Proporre a questo piccolo gruppo di spettatori una Nekyia sulle orme del viaggio dantesco, significa per noi riformulare il linguaggio del teatro in favore della sua essenza di rito radicale e trasformativo. Un rito che sappia interrogare lo statuto teatrale fino a rimettere in gioco i suoi poli fondanti: gli attori e gli spettatori. La loro relazione è qui ripensata, rispetto alla nostra precedente Tetralogia, dove il coinvolgimento era pensato per ogni singolo spettatore partecipante, in favore del corpo di una, seppure piccola, comunità.

L’Inferno di Dante è un luogo archetipico. Se da un punto di vista psichico l’Inferno, come è per il teatro, suggerisce uno sprofondamento dell’anima nel regno dei morti, del sogno e dell’inconscio - cioè in un luogo senza tempo - da un punto di vista etico esso ci riporta, invece, a domande basilari sul nostro tempo, sul regno del presente. A questo presente gli spettatori sono lasciati nella loro condizione quotidiana di muta impotenza.

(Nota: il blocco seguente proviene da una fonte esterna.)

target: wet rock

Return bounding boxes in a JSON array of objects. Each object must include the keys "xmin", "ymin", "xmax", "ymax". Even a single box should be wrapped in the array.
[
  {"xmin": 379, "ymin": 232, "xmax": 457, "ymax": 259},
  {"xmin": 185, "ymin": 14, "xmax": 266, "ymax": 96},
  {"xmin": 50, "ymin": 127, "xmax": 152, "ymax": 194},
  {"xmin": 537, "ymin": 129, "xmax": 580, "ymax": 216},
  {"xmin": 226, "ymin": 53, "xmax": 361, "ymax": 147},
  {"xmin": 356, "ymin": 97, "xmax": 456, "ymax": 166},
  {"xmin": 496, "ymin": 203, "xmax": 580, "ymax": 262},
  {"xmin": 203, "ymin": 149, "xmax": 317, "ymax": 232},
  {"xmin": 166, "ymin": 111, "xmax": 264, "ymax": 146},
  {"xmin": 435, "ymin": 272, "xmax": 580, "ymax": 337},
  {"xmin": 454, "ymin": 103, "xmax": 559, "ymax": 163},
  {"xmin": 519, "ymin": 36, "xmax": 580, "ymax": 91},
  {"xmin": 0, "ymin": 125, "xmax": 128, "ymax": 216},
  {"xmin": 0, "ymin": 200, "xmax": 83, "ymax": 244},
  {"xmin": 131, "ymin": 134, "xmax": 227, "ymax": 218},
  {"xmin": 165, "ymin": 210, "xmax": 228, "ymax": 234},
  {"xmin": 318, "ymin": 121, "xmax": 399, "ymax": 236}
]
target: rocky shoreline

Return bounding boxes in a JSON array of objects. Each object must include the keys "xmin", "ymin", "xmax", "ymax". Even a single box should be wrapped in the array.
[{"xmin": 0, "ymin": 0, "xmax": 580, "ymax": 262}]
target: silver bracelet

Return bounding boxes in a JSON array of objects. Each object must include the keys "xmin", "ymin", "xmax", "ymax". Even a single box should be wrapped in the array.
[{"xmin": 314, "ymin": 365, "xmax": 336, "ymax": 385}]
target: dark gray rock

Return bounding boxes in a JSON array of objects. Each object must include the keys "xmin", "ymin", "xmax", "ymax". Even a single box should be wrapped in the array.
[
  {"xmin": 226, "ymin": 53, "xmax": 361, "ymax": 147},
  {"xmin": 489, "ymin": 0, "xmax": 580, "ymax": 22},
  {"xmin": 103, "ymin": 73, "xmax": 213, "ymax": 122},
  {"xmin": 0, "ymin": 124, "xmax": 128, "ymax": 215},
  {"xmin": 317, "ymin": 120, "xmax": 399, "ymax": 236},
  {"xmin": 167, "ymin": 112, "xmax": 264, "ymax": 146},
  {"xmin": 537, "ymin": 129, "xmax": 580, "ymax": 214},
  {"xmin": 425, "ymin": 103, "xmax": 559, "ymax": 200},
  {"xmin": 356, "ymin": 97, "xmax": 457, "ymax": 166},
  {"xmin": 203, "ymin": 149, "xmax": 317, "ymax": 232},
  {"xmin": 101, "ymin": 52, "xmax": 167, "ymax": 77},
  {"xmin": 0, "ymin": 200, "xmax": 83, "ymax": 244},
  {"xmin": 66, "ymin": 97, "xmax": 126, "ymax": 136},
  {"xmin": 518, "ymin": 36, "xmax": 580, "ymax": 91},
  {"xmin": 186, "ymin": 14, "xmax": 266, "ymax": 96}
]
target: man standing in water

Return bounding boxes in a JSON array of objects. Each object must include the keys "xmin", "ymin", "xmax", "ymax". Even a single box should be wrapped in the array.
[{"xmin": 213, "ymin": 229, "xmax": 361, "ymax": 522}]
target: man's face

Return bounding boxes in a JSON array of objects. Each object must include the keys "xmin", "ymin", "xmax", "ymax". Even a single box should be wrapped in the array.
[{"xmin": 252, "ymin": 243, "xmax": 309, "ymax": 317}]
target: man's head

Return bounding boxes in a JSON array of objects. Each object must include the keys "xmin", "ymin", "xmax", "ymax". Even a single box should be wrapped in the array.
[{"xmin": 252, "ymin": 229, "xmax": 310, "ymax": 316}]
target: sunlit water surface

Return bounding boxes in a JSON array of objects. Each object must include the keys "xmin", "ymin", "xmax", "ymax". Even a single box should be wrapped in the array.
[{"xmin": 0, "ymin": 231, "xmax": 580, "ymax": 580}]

Nel Purgatorio continuano ad avere stanza tutti gli affetti tipici della condizione umana: la paura, la speranza, il rammarico per quel che, in vita, si poteva dire o fare e che resta non detto o non fatto. Certamente si tratta di una dimora provvisoria, di un «paese di transito». In Dante l’accento cade sulla sua funzione di trasformazione di cui proprio la condizione penitente offre la chiave. Per i viventi il Purgatorio è il luogo in cui potersi riconciliare con i propri morti attraverso la preghiera e la memoria. Nel nostro lavoro, dopo una vestizione rituale, tutto assume l’andamento di una cerimonia sacra. Il maestro che ci accoglie, ci inizia progressivamente alla preparazione di un viaggio che si svela, dietro la porta buia, come niente affatto rassicurante quanto necessario.
Ci si immagina il Paradiso dantesco come qualcosa di statico, di lietamente sereno o come il luogo della grazia imperturbabile. Ma al contrario esso si da come il luogo del perturbante estremo. Perché è proprio questa grazia che ci coglie, come Dante, del tutto impreparati e che ci strugge fino allo sfinimento. Ciò che ci perturba è questa divinità vivente che è della terra, degli occhi, delle mani, delle orecchie, della pelle, di tutti i nostri sensi esplosi.
Per gli spettatori si tratta così, durante questa esperienza, di rimettere concretamente in gioco il proprio ruolo e la propria funzione: dalla solitaria passività iniziale (Inferno), alla trasformazione (Purgatorio) in attori di un gioco collettivo (Paradiso).
La scommessa per noi oggi è infatti quella di ripensare il Teatro come luogo di un rito collettivo.

Questo nostro lavoro, infine, è dedicato a Roberto. Non solo perché questo progetto – come sempre – è stato discusso fra noi fino alle ultime ore della sua vita, fra mille parole, mille paure, mille entusiasmi; non solo perché senza di lui – senza il suo esempio, il suo sostegno, il suo lavoro, le sue idee – questo progetto probabilmente non sarebbe nemmeno mai stato immaginato; ma anche nella speranza che fra le tante immagini e Visioni di cui si nutre questa opera, si nasconda fra le sue pieghe e in qualche modo riverberi il sorriso del suo Volto.